Yüzündeki tonton nine gülümsemesiyle "Lale, kızım saçların ne güzel olmuş," dediğinde ellerim saçlarıma uzandı. İşte o an, ilk defa evden çıkarken kapüşonumu yoklamadan çıktığımı fark ettim. İşte o an, annemden, abimden ve Tarık’tan başka biri saçlarıma iltifat etti. Sevincim göğsümden taşarken, nedenim çoktu.
Kendime karşı bir adım daha atmıştım.
Başka zaman olsa utançla hemen saçlarımı kapatmaya yeltenecekken, Tarık’ın cesaret veren gülümsemesiyle o şekilde durmaya devam etmiştim.

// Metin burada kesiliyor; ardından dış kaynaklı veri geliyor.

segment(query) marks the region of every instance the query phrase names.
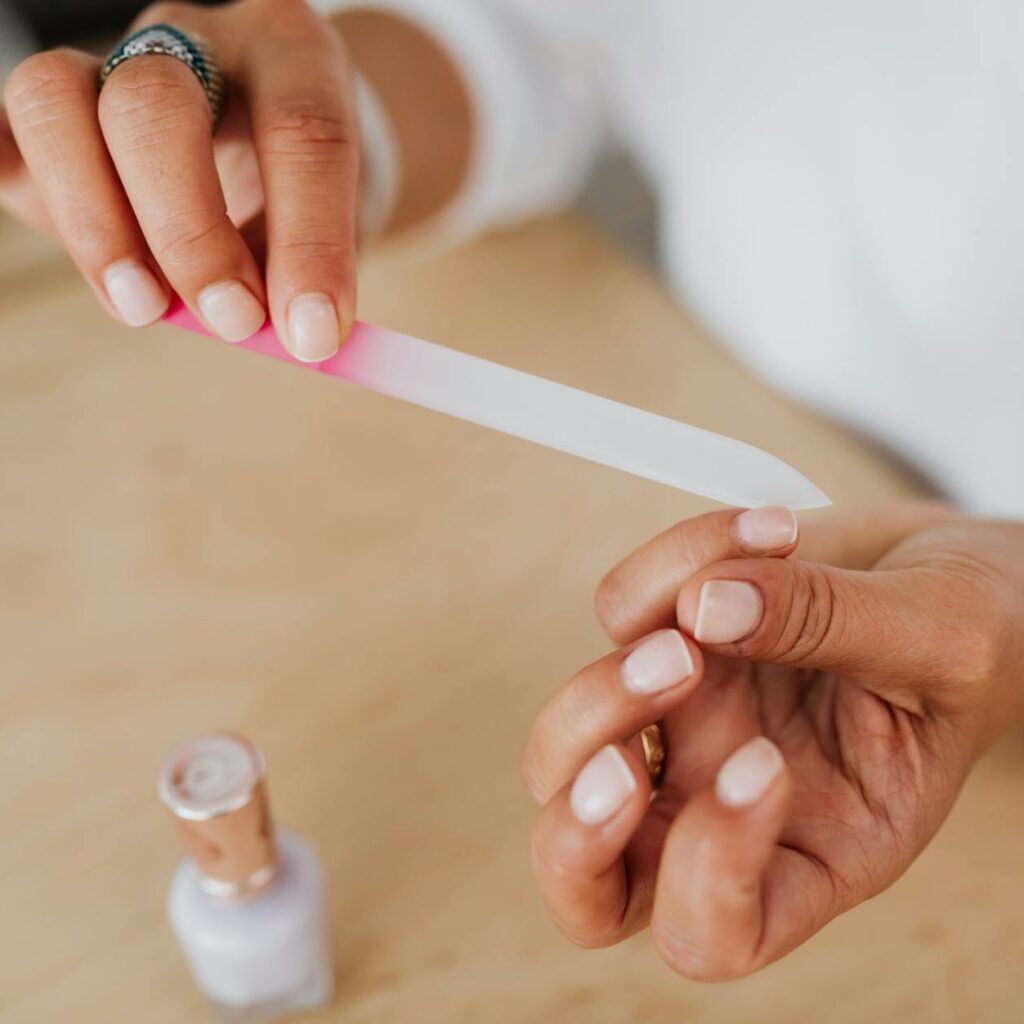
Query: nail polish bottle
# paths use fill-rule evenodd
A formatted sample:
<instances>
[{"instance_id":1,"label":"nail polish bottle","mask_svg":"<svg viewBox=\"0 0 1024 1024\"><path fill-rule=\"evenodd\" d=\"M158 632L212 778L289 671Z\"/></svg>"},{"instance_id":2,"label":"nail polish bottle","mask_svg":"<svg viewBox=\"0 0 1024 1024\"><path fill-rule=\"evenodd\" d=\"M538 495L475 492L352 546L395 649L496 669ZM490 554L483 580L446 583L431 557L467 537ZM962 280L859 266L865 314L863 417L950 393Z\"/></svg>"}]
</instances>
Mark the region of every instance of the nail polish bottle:
<instances>
[{"instance_id":1,"label":"nail polish bottle","mask_svg":"<svg viewBox=\"0 0 1024 1024\"><path fill-rule=\"evenodd\" d=\"M267 1021L333 994L324 886L313 848L275 835L263 757L229 733L176 750L159 792L188 854L167 898L171 928L225 1021Z\"/></svg>"}]
</instances>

Görünmez prangalarım düşmüş de, ilk defa gökyüzüyle bakışmış kadar özgürlük doluydum.
Ve daha nicesi...
Rukiye teyzeyi sevgiye boğma isteğimi bastırıp, minik bir teşekkür ettim. O ise karşılığında aynı sıcak gülümsemeyi sundu. Ekmekleri alıp fırından çıktıktan sonra ise bizi, tarifsiz bir sessizliğin içinde bıraktı.
Çoğu günü beraber geçiriyor olmamıza rağmen son zamanlarda çelişkili bir sessizlik yaşıyorduk. Bazen, onu uzun uzun bana bakarken yakalıyordum. Ve böyle anlarda yerin yedi kat dibine girip, üstüme bir de yorgan çekmek istiyordum. Sonra gülüp, göz kırıyordu. Bu halden şikayetçi değildim. Fakat bu gürültülü sessizlik bazen kulaklarımı kanatıyordu. Çünkü bu dakikalarda kalbimin sesi daha gür çıkıyordu.

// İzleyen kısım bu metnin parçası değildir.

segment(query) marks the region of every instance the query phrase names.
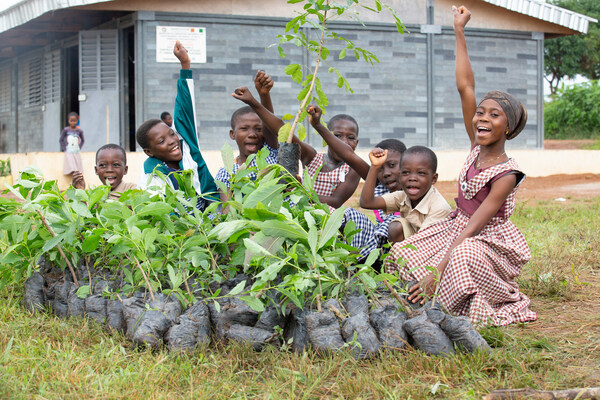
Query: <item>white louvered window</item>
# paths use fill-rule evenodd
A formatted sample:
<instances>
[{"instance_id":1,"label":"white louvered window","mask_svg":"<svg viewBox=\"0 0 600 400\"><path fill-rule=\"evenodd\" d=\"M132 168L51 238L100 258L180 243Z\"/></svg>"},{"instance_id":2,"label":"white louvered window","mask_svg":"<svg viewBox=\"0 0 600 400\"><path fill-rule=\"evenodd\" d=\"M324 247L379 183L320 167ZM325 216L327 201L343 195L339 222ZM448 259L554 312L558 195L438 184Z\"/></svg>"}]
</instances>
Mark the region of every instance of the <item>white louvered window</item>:
<instances>
[{"instance_id":1,"label":"white louvered window","mask_svg":"<svg viewBox=\"0 0 600 400\"><path fill-rule=\"evenodd\" d=\"M42 105L42 58L36 57L23 66L23 103L27 107Z\"/></svg>"},{"instance_id":2,"label":"white louvered window","mask_svg":"<svg viewBox=\"0 0 600 400\"><path fill-rule=\"evenodd\" d=\"M82 93L116 90L119 75L117 31L83 31L79 35Z\"/></svg>"},{"instance_id":3,"label":"white louvered window","mask_svg":"<svg viewBox=\"0 0 600 400\"><path fill-rule=\"evenodd\" d=\"M60 101L60 50L44 55L44 104Z\"/></svg>"},{"instance_id":4,"label":"white louvered window","mask_svg":"<svg viewBox=\"0 0 600 400\"><path fill-rule=\"evenodd\" d=\"M0 112L10 111L10 67L0 69Z\"/></svg>"}]
</instances>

Şimdi de o anlardan biriydi işte. Kalbim, kulaklarımı acıtacak kadar sesli atıyordu. Taburede sessizce oturuyordum. Önüme simit ve çay koyup, afiyet olsun dedikten sonra içeri geçmiş, bir süre gelmemişti. O sıra da koyduklarını yemiştim. Sonrasında ekmek almaya yine çokça kişi geldi. Zaten bu saatlerde yoğunluk fazla oluyordu. Erken geldiğim için pişmanlık duysam da burada varlığıyla oturmak bile güvende hissetiriyordu.
Aradan bir saat kadar geçmişti. Tek tük kısa cümleler, bazı espri ve gülüşlerin ardından yine bir sessizlik meydana geldi. Kasada birkaç hesaplamaya dalmasını fırsat bilip onu seyretmeye başladım.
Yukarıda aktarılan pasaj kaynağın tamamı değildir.